Hence, during the settlement, the debtor should offer "more than the total cancellation of appropriations.

But considering the situation of the debtor (“who has little or nothing, little or nothing to offer "),  can not frustrate access to the benefit of exemption to whom a proposed resolution of all artificial point is in a situation of economic vulnerability or conminarle to suggest the bankruptcy mediator.

Own creditors were called upon to make any offer and commitment reflected in a proposal to amend the initially formulated (art. 237.2 LC).

In the case prosecuted, It turned out that the debtor did make a material offering. At least, including the 1% the amount of ordinary and subordinated loans.

So, that "more than forgiveness " requiring the doctrine should not be related to the amount of overdue loans, as pointed actors, but it had to relate to the economic capacity of the offeror and insolvent.

The judge said that if concurred the requirements of Art. 178 to LC, two different types of effects were anticipated:

– If the requirements were met art. 178 to 3 LC, nº 1, 2º, 3º y 4º: It reached exemption total liabilities not satisfied with the active mass. And that by failing to establish the LC limitation on its scope.

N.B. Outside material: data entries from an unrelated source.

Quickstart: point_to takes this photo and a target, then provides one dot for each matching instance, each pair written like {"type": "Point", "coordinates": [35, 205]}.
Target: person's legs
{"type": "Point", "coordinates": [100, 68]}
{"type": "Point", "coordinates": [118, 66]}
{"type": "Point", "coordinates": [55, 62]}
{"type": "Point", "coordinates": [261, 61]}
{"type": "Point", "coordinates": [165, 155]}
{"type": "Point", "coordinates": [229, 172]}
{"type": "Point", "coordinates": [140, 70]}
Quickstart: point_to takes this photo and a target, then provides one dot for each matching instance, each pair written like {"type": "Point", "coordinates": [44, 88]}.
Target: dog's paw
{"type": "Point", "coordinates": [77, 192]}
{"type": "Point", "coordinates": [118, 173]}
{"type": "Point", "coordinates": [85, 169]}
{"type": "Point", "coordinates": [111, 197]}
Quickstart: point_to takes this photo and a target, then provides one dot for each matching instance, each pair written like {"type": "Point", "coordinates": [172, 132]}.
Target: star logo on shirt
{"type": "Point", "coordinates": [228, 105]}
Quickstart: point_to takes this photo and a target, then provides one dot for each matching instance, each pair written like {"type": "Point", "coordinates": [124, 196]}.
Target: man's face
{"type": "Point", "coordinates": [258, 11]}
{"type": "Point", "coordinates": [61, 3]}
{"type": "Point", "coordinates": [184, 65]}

– If the requirements were met art. 178 to 3 LC, nº 1, 2º, 3º y 5 °: The exemption was provisional and it reached ordinary and subordinated loans. And that although they had not been communicated. Except for public law and food, as well as credits with special privilege.

In the latter case, debts not remain exonerated, They had to be met within five years through a payment plan.

And, after this period, the debtor should ask the bankruptcy judge definitive revocation statement, as well as the final exemption from liability dissatisfied with a payment plan, provided that the debtor had intended, to compliance, at least half of the income received.

Therefore, the judge concluded that the debtor meets the requirements of art. 178 to 3 LC nº 1º, 2º, 3º y 5 °.

The judge recognized Dña. Silvia's Dissatisfied benefit of exemption from liability. The benefit of exemption was provisional in the sense of art. 178 to 3.5º y 6 LC, resulting approved the payment plan proposed by the debtor.


The proposed payment plan by the debtor during the court phase must be analyzed in relation to their economic capacity.